From Los Angeles Times
by Julie Cart
A few thoughts on the announcement by Stefan Edberg that he will retire after next season:
- The sport will miss his playing style more than it knows. Edberg is one of the last all-court players. He's a serve-and-volley player whose serve can be detected by the naked eye. His volley is textbook and Edberg is light on his feet, swift in a way that defines grace and movement of another era.
He's not some hulking monster who blasts a serve and stands rooted to the baseline, should the serve be returned. He's deft, subtle and always thinking. He constructs points. His is compelling, interesting tennis and the game needs much more of it.
- Edberg is and has always been a professional. That means he's aware of the full range of his responsibilities, including schmoozing with sponsors and meeting reporters.
Edberg is not an extrovert and doesn't look forward to news conferences or interviews.

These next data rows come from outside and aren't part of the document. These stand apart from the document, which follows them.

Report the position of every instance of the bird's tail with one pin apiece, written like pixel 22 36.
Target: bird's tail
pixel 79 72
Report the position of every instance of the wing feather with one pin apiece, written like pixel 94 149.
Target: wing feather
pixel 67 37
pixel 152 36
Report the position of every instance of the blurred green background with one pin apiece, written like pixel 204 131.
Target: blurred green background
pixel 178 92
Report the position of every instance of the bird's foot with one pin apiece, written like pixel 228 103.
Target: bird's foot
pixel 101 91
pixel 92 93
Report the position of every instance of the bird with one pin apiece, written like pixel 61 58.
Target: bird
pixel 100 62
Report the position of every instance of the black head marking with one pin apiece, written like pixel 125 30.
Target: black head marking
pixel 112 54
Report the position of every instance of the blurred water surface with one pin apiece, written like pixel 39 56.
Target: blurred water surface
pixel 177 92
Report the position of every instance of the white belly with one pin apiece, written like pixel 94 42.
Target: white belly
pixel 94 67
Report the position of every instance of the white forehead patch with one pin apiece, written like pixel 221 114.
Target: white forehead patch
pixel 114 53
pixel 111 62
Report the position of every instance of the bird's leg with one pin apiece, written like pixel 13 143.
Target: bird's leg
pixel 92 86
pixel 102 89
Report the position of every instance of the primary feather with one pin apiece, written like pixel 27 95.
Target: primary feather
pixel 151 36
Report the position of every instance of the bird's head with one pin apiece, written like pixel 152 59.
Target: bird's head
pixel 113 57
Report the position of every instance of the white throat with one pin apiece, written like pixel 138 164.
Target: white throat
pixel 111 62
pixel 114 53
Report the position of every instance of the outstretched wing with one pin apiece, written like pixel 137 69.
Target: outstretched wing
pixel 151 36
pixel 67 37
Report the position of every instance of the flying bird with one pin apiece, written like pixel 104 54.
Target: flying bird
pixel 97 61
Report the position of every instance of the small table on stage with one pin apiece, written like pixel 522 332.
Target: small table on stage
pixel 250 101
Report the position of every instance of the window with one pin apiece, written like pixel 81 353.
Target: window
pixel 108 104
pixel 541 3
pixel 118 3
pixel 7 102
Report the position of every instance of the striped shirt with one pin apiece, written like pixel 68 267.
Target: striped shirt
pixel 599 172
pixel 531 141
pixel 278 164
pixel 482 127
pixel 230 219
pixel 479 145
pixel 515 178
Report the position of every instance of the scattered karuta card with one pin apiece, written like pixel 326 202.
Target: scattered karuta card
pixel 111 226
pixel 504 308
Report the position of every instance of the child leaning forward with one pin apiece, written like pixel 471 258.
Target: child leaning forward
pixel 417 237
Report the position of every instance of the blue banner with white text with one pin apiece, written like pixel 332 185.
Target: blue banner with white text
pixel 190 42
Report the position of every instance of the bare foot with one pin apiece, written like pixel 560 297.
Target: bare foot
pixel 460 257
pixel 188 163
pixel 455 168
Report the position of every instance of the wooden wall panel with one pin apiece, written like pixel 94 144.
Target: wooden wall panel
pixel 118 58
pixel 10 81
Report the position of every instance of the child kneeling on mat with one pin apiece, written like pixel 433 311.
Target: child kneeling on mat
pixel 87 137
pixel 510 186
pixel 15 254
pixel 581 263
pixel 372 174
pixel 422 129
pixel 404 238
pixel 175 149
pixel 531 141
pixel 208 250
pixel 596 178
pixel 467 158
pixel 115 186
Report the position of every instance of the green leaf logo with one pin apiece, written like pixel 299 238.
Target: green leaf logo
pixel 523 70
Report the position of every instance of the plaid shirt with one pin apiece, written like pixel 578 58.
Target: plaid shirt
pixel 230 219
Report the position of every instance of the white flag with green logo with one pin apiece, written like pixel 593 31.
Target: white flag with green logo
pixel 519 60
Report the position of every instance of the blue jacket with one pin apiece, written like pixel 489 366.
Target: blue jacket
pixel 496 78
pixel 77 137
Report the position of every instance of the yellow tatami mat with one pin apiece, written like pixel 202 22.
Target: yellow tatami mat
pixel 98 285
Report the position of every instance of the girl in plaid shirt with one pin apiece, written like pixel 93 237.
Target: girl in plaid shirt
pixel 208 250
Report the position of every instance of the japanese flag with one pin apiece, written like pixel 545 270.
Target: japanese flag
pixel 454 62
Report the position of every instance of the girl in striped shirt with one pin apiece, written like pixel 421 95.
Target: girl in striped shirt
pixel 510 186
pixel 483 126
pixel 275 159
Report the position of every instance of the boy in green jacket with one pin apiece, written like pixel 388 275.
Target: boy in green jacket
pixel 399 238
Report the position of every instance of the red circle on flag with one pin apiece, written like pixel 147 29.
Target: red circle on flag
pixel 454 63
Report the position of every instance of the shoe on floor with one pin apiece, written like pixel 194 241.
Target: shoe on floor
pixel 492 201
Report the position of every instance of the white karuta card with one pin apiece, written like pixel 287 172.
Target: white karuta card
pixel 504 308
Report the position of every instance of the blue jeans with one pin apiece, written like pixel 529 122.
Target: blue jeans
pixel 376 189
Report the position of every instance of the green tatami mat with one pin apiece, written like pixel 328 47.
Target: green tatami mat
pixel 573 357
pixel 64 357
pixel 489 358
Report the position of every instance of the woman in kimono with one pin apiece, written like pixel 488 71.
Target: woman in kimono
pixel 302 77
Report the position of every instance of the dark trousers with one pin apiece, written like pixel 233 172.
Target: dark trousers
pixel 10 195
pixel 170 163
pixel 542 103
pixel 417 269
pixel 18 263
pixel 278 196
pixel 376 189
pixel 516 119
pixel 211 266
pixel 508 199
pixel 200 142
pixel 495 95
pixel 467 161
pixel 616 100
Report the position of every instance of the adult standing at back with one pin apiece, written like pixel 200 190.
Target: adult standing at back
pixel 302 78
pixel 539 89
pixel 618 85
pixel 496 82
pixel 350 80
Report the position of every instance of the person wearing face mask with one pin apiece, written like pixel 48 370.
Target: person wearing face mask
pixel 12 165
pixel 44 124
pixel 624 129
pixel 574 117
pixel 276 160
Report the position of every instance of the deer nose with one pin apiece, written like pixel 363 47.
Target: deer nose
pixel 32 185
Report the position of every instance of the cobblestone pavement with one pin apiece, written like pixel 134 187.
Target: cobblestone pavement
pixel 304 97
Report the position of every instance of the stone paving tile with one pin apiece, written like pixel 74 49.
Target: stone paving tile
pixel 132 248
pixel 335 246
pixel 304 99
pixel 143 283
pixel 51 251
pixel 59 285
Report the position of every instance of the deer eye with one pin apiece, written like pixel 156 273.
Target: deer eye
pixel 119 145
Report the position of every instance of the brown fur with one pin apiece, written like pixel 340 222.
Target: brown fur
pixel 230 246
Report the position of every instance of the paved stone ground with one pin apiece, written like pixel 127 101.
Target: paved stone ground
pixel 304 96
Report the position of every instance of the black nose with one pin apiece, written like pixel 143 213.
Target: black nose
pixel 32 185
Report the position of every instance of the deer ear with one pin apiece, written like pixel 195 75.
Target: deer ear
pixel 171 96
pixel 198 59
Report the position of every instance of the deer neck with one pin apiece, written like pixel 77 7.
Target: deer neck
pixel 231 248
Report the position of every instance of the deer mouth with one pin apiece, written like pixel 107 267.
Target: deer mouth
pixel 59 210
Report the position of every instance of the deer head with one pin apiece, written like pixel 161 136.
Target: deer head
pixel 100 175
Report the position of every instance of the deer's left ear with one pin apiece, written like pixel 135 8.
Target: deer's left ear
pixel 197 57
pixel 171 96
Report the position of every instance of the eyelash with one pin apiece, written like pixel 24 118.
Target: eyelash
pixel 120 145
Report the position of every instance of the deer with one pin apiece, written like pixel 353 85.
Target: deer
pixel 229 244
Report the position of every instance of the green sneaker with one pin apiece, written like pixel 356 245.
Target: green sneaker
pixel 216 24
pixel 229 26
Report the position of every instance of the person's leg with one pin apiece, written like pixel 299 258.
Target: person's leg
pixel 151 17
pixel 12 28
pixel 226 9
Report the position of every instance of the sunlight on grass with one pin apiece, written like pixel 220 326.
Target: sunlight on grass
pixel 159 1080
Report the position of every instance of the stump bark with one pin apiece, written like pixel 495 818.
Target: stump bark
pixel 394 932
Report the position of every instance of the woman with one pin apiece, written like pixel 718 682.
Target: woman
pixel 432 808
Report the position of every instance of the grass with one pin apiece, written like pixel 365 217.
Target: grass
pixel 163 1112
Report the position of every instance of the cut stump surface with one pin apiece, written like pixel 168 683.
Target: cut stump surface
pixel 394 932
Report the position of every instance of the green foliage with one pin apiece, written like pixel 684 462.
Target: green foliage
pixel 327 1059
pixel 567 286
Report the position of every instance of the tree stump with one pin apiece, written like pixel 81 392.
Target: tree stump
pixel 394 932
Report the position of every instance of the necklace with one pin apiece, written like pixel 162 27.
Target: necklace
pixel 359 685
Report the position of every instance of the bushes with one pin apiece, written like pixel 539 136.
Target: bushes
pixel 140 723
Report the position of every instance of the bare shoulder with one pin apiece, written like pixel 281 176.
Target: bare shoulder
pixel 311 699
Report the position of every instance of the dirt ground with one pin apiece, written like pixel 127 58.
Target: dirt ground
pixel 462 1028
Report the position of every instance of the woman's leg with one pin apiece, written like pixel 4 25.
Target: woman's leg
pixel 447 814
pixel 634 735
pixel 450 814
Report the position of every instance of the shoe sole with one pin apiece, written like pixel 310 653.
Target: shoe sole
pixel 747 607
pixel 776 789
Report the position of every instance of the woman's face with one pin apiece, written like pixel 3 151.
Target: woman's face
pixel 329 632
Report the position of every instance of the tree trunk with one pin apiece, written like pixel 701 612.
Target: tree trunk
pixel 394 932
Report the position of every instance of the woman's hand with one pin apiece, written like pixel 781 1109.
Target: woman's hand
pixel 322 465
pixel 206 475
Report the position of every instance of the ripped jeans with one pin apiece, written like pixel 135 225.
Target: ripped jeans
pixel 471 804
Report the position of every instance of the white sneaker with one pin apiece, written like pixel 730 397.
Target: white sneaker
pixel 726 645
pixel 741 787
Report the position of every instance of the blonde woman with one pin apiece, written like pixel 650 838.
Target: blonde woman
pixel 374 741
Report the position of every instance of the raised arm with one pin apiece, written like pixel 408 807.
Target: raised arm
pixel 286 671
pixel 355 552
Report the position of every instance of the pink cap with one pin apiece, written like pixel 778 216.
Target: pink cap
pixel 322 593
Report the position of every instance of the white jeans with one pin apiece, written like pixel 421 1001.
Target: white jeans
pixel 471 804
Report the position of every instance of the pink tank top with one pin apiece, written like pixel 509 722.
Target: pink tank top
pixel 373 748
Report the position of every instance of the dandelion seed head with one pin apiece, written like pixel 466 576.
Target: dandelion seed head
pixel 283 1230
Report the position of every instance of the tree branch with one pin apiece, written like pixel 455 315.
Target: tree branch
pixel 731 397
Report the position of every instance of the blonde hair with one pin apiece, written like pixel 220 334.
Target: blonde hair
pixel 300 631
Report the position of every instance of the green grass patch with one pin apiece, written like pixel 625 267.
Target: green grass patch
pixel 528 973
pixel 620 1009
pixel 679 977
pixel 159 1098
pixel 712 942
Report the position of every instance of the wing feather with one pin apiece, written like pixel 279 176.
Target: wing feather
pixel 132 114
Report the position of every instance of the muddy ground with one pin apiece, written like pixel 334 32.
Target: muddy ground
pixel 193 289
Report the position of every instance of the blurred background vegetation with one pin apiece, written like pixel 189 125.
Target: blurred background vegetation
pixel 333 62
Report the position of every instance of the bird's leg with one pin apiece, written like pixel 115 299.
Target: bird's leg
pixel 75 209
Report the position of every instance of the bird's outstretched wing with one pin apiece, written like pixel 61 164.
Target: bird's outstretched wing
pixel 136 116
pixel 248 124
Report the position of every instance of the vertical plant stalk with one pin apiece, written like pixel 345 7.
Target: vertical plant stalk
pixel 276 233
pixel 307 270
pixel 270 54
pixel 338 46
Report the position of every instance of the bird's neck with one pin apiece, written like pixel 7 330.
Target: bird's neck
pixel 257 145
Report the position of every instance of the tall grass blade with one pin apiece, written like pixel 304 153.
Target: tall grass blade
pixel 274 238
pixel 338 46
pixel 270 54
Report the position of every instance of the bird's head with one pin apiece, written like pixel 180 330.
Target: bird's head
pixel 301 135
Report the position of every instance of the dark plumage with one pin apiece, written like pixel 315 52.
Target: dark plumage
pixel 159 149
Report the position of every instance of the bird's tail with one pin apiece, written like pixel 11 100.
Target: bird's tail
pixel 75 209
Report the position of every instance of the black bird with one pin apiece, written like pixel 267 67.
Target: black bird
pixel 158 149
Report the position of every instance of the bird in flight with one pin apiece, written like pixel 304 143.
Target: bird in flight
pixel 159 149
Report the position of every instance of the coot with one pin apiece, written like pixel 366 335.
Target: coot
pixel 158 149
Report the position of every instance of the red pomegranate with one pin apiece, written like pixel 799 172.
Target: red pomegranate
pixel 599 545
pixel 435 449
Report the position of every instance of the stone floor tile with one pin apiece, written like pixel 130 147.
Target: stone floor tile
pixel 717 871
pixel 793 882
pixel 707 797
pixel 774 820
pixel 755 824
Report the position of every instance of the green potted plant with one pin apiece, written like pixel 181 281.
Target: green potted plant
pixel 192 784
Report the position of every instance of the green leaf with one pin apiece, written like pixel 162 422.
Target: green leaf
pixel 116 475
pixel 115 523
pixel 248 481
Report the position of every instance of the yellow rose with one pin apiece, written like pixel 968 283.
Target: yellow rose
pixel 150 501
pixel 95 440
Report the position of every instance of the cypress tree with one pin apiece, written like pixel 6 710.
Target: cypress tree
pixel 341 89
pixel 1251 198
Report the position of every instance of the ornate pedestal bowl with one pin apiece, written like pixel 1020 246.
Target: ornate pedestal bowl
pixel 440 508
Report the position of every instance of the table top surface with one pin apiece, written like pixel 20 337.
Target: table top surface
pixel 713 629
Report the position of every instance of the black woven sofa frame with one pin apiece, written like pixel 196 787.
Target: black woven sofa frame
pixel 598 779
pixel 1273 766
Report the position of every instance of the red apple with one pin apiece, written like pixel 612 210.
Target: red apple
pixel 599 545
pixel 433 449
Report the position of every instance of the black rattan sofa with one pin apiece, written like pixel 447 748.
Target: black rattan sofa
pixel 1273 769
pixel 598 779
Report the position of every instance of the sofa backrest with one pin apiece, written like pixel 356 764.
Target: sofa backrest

But early in his career he decided to make the best of the situation, to always take the high road and smile even when asked the same question for the umpteenth time.
At the U.S. Open, when each of his news conferences opened with "When are your going to retire?" Edberg could have lost his temper. Instead, he laughed.
- He has always been a voice of reason and integrity. Edberg never bailed out of a tournament with a trumped up injury, then turned up at a lucrative exhibition the same week.
It was amusing to watch Edberg's reaction during all the Davis Cup hubbub at the tournament at Indian Wells last spring.
While the USTA was waving the flag at a news conference, congratulating Andre Agassi and Pete Sampras for returning to the fold for Davis Cup--after they had negotiated bonus money and transportation on the Concorde--Edberg was in another room giving his thoughts about Davis Cup.
Edberg always made himself available to the Swedish federation for Davis Cup duties, even during the first-round matches.
Agassi, especially, spoke about how difficult it was to fit Davis Cup into the hectic schedule of a top-10 player. Edberg, who fell out of the top 10 this year for the first time in 10 years, could only laugh at that assessment.
"It's a question of commitment," he said. "You either want to play Davis Cup or you don't. If you do, you make space in your schedule. It's simply a matter of planning. Davis Cup is important to me and I've been pretty busy too. I've always managed to fit it in my schedule."
Coming from Edberg, it was a scathing dressing down about priorities and honesty.
- The reason Edberg seems so normal is because he is. He has interests and concerns outside himself and tennis, which in the insular world of the professional tour, makes him unusual.
Edberg always travels with his wife, Annette, and their 2 1/2-year-old daughter, Emilie. It was a common sight at last year's Australian Open to see Edberg wheeling his daughter around Melbourne's city parks in her stroller.
It comes as no surprise, too, to hear that Edberg plans to establish a foundation to promote development of junior tennis players in Sweden.